Martino LECA était le neveu de Domenico LECA (CIRCINELLU). Il fut présent à Ponte Novo où il commandait les milices de Guagno avec son oncle.
Le 23 mai 1769, deux semaines après la défaite, Clemente PAOLI, le frère de Pascal, le "babbu di a patria", réunit à Vico, accompagné de Charles BONAPARTE (le père de Napoléon) et Gian Carlo SALICETI, les représentants de cette région. N'avait-elle pas été le dernier refuge de Giovan Paolo de Leca en 1489 et 1501 et d'Alphonse d'Ornano, le fils de Sampiero Corso, en 1569, dans leurs luttes contre les Génois?
Malgré le soutien de l'abbé Domenico LECA, il reçut une réponse négative à la poursuite d'une guerre considérée comme perdue. Clemente alla rejoindre Pascal à Porte-Vecchio pour partir en exil le 13 juin.
DÉPART POUR LE MAQUIS
LES ACTIONS DE MARTINO
L'ancien prêtre trouvant la mort en 1772, Martino LECA prit le commandement du groupe qui comptait une trentaine de combattants dont une vingtaine de Guagnais.
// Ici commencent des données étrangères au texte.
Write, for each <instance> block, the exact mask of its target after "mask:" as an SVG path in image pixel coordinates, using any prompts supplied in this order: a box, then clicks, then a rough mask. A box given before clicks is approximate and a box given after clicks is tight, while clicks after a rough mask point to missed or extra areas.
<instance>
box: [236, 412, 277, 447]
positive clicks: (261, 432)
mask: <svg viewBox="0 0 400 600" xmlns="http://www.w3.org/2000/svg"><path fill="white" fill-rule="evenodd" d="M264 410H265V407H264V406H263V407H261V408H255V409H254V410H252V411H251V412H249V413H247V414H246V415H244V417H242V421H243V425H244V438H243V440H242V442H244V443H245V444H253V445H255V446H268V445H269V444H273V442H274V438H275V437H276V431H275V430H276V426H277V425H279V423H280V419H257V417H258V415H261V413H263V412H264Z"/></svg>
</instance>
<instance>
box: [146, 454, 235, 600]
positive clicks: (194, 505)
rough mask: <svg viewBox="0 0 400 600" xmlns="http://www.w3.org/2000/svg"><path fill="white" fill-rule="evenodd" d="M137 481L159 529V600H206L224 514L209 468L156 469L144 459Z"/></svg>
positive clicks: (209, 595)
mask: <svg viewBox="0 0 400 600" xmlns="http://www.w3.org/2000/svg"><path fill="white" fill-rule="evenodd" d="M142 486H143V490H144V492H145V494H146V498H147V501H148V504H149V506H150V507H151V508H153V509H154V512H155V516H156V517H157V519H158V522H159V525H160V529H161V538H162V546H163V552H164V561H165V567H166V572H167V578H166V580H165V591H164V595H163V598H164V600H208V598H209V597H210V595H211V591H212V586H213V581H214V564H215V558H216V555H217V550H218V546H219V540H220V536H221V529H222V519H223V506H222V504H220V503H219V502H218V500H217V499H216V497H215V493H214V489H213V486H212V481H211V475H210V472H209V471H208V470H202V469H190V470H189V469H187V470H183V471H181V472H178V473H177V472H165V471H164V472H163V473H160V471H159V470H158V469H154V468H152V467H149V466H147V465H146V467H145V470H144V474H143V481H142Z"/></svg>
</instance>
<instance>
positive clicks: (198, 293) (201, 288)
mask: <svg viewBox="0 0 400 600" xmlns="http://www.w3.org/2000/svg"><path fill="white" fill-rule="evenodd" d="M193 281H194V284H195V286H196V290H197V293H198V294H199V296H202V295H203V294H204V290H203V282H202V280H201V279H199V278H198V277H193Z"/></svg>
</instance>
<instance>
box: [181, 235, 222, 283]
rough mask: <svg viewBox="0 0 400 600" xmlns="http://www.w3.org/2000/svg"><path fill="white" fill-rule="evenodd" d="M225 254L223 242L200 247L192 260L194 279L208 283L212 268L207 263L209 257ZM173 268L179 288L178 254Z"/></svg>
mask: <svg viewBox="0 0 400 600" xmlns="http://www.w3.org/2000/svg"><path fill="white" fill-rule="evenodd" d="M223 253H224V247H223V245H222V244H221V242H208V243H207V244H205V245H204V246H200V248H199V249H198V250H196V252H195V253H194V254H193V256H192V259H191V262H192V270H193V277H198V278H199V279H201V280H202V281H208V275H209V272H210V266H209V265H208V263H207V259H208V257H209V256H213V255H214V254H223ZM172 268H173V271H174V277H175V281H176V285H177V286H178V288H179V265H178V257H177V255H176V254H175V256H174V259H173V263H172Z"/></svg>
Dès l'été 1771, il avait été en contact avec Eusebio ACQUAVIVA, dit MARZU di Niolo, qui se fit connaître par des coups d'éclat spectaculaires, notamment en brûlant tout le bois de construction entreposé dans la forêt d'Aïtone et destiné aux chantiers navals de Toulon.
Le 21 février 1772, le comte de MARBEUF, commandant les troupes françaises, décida la mise à prix des principaux chefs de la rébellion: MARZU, Angelo Matteo BONELLI dit ZAMPAGLINU et Martino LECA. La récompense était fixée à 300 livres s'ils étaient abattus et 500 s'ils étaient ramenés vivants. Quelques semaines pus tard, MARZU fut tué dans une vendetta familiale.
Martino revint dans la zone de Vico où il agit de plus en plus brutalement à l'encontre de la population. François PAOLI, dans son livre sur "Letia et la région de Vico" (Stamperia Sammarcelli, 2011), donne des exemples de cette brutalité:
"On le voit ainsi à Soccia dévaliser avec sa bande ce village, à plusieurs reprises au cours de l'hiver 1772, en plein jour et au son de la corne marine. Dans les maisons où il n'y avait rien à leur donner, ils ont tout cassé, sous le regard effaré des habitants.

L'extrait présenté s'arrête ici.